Aztec diamond problem: Spider move

This article will introduce the amazing Aztec diamond model. I think this is a question that can be entered into the "Mathematical book". Its Expression is simple and elementary, but it is closely related to many of the most profound and wonderful questions in the counting combination, of course, it also has an amazing solution. I can't help but write it out and share it with you.

So what is the Aztec diamond model? Very simple: Stack $2, 4, \ cdots, 2n $ squares in sequence, and then perform an axial reflection on $ x $, the resulting image is named $ N $ level Aztec diamond map $ az_n $; A domino cover in an Aztec diamond map is to cover each square of $ az_n $ with some $1 \ times2 $ dominoes without overlap, as shown in: ($ n = 4 $ in the example)
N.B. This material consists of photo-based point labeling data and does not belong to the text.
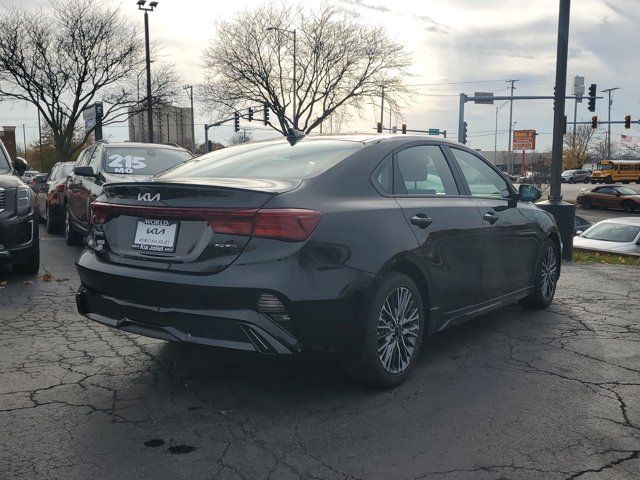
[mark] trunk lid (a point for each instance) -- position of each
(183, 226)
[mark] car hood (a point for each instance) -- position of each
(604, 246)
(8, 180)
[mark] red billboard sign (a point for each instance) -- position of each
(524, 139)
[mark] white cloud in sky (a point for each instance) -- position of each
(450, 41)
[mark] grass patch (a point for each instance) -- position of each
(585, 256)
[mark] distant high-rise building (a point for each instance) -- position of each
(171, 124)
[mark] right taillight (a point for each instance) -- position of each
(289, 224)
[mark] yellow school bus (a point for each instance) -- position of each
(616, 171)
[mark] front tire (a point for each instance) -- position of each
(547, 274)
(70, 235)
(393, 333)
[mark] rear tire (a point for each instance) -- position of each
(70, 235)
(393, 332)
(547, 273)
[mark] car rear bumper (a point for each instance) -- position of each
(222, 309)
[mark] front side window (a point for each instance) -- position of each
(483, 180)
(612, 232)
(141, 160)
(424, 171)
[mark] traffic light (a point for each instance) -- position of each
(236, 122)
(592, 98)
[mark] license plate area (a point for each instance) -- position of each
(156, 235)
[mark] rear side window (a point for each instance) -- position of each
(425, 171)
(269, 160)
(142, 161)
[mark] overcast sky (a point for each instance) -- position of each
(456, 46)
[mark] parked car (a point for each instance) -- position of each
(575, 176)
(19, 241)
(37, 182)
(610, 196)
(615, 235)
(355, 244)
(104, 163)
(580, 224)
(50, 199)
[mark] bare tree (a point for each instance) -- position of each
(340, 63)
(64, 59)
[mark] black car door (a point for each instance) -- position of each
(446, 224)
(511, 233)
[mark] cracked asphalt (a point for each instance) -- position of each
(512, 395)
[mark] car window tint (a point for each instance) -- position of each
(383, 176)
(268, 160)
(483, 180)
(425, 171)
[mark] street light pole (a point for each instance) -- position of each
(608, 91)
(150, 8)
(189, 88)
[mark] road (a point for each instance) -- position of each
(515, 394)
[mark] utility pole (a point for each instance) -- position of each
(563, 212)
(608, 91)
(512, 81)
(382, 108)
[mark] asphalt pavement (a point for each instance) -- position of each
(515, 394)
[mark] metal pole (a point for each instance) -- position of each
(463, 99)
(382, 107)
(510, 124)
(295, 82)
(149, 98)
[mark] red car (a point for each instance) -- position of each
(50, 197)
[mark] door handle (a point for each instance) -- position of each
(421, 220)
(490, 217)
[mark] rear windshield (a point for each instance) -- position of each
(269, 160)
(142, 161)
(612, 232)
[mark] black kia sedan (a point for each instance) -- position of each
(359, 245)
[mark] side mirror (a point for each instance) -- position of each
(84, 171)
(529, 193)
(20, 165)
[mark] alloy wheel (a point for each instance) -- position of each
(549, 273)
(398, 330)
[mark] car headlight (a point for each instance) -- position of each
(22, 200)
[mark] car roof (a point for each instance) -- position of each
(623, 221)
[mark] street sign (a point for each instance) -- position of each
(524, 139)
(488, 101)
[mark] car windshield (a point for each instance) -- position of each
(142, 161)
(612, 232)
(269, 160)
(626, 191)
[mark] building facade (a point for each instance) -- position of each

Our question is: $ N $ Aztec diamond map $ az_n $ how many different dominoes are covered?

Domino coverage is essentially a perfect match of a plan. Consider each square in a new map $ g_n $ and $ az_n $ as the vertex in $ g_n $, the two vertices in $ g_n $ are adjacent only when their corresponding square has a public edge in $ az_n $. In the case of $ n = 4 $, $ G_4 $ is like: (the square in the shadow is called the cell space. You can see a total of $ n ^ 2 $ cells. The spider movement to be introduced later is the transformation defined in the cell cavity)

Now we have transformed the problem into finding the number of perfect match for a plan. The most basic idea to solve this problem is the weight function.

Set $ G $ to a simple plot. $ G $ each edge of $ e $ has a weight value $ W (e) $, $ W (E) $ is usually a variable, such as $ X, Y, Z, W $. For every perfect match of $ G $ M $, define the weight of $ M $ W (m) $ as the product of the weight values of all edges in $ M $: \ [W (m) = \ prod _ {e \ In m} W (E), \]

Then define the Weight Function of $ G $ M (g) $ for the sum of all perfectly matched weights of $ G $:

\ [M (G) = \ sum _ {m} W (M). \]

If the weight of each edge of $ G $ is 1, $ M (g) $ is the number of perfect matches of $ G $. However, in general, the edge weight $ W (e) $ is an uncertain element, so $ M (g) $ is a multivariate function that contains uncertain elements. However, as long as the expression with the weight function $ M (g) $ is obtained, the number of perfect matches for $ G $ is obtained by assigning all the variables to 1.

It is of course a good thing to be able to obtain the weight function, because the weight function contains a lot of information about the graph and can help us calculate many other values of interest. For example, if you specify an edge $ e $, how many matches do not contain $ e $? Therefore, you only need to set the weight of edge $ e $ to 0, and keep the other edge weight to 1, which can be substituted into the weight function.

It seems that finding the weight function of an image is more complicated than directly calculating the number of perfect matches. Why should we leave the distance? What are the mysteries of the Weight Function method?

This is the key: For a complex graph, we want to convert it into a simple graph through some "operations" or "transformations", such as deleting some vertices and edges, or replace a part with a new graph. Of course, these transformations usually change the number of perfectly matched graphs,The weight function maintains some immutability or similarity before and after the transformation.In this way, we can find the recursive relationship satisfied by the weight function and then calculate it.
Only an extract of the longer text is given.